Thursday 1.9.2016
The project had success today as also the second anchor stock lead weight was found. The bow had four teams working on it, because it seems to give much promise now. Some teams exposed more of the hull. Jouni, Nick and me were excavating the new lead weight and its surrounding area.
This way of excavation went very well. It is clearly easier with two than alone. Jouni first picked the spot to excavate, and positioned himself there properly. I then moved opposite to him with the airlift, and just laid down on bottom. We knew we were excavating a pretty small area, and the bottom around was free from finds. Jouni probably saw the excavation area well, but I was pretty much in the dust cloud most of the time. Every now and then Jouni picked up the airlift head, and moved it 20-30 cm to this direction or that. And then I just kept it there. We think that we were able expose the lead weight completely. Or Jouni thinks, I did not really see that much...

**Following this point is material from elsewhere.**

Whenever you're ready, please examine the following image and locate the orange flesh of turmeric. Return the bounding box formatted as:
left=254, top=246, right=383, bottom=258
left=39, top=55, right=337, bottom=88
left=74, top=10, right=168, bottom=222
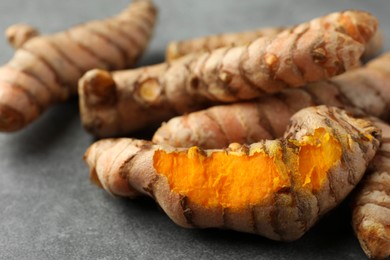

Finally Nick rang the 20 minute bell, I returned the airlift hose to its station, and we ascended to the three trapezes for deco. There is a separate trapeze for each deco depth: 12m, 9m and 6m.
Airlift hose station. The handle is there to turn the airlift on/off and the hose head is hooked to one of the metal handles. |
Each trench team is working on their presentations tonight and tomorrow afternoons. Our team had to select a name for it (right!) and our's is aptly "Bow and Arrow", with a word play both on words. The latter defers to the North Arrow, which we use when making archive photographs of finds in situ. Clever, right!